3. Perumusan Kebijakan
Seperti telah disebut sebelumnya, proses perumusan kebijakan harus melalui fase
analisis. Rancangan kebijakan dan berbagai pilihan alternative kebijakan harus
dianalisis untuk menemukan kebijakan yang paling valid untuk mengatasi
masalah, efisien dan dapat dipraktekkan di dunia nyata. Beberapa model analisis
dalam rumusan kebijakan, misalnya:
1. Analisis Biaya-Manfaat
2. Model multiobjectives
3. Analisis Keputusan (decision analysis)

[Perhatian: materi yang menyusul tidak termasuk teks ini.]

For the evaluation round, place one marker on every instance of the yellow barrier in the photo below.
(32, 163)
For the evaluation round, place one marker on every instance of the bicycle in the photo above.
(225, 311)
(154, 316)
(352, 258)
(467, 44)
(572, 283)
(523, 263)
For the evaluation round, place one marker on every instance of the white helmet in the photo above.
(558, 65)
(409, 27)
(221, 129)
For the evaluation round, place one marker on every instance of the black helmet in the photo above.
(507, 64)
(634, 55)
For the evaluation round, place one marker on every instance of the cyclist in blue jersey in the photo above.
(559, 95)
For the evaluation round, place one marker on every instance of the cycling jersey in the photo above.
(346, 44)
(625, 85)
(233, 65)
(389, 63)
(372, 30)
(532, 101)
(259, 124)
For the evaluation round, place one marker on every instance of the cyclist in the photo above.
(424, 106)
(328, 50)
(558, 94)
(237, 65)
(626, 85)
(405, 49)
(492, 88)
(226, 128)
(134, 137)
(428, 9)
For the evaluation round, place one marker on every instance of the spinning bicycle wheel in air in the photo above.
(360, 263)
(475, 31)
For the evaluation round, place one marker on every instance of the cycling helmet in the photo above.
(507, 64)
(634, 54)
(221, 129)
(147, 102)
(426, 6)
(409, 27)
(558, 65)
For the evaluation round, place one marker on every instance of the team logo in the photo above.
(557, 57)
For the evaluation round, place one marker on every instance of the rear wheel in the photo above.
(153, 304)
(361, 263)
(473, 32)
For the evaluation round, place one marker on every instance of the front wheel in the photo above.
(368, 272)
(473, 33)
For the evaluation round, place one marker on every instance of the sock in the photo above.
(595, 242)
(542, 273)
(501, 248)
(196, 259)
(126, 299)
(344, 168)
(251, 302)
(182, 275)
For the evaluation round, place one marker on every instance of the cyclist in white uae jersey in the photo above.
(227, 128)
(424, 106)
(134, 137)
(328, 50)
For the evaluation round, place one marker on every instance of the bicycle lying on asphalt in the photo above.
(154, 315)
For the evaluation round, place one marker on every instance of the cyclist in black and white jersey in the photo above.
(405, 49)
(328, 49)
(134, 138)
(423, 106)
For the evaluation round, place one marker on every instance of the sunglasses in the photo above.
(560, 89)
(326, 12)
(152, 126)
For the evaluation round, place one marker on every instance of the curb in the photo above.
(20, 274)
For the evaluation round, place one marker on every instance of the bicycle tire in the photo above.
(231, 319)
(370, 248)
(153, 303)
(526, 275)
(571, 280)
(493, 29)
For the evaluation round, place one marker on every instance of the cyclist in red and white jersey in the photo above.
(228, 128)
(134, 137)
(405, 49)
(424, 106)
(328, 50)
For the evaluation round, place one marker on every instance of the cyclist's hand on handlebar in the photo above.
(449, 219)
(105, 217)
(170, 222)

4. Analisis Sistem (system analysis)
5. Operation research
6. Nominal group technique
Pada kesempatan ini, kami memberikan salah satu bahan bacaan terkait analisis
sistem yang menjelaskan bagaimana kebijakan disusun dengan melihat ke
lingkungan internal dan lingkungan eksternal dari suatu masalah. Namun itu
hanyalah salah satu bagian saja dari proses rumusan kebijakan, karena ada fase
selanjutnya yaitu fase politis. Pejabat yang terpilih atau ditunjuk secara politis
bertanggungjawab kepada publik untuk menyusun kebijakan yang baik dan
efektif, namun tidak selalu memiliki kemampuan analitis untuk melakukan hal
tersebut.
Oleh karena itu kita perlu memahami pula proses perundangan yang ada di negara
kita. Artinya, proses institusional dan proses politis apa yang harus dilalui agar
sebuah usulan kebijakan dapat akhirnya resmi menjadi suatu kebijakan. Hanya
dengan memahami proses perundangan ini maka kita dapat mengidentifikasi
aktor-aktor yang terlibat dalam proses kebijakan dan siapa pengambil keputusan.
Hanya dengan cara ini kita mengenali beberapa 'entry point' ke dalam area
kebijakan. Ingatlah bahwa tidak semua area kebijakan merupakan area yang
terbuka untuk publik. Seringkali area ini merupakan area tertutup atau hanya
dapat dimasuki dengan adanya 'undangan' dari para pengambil keputusan.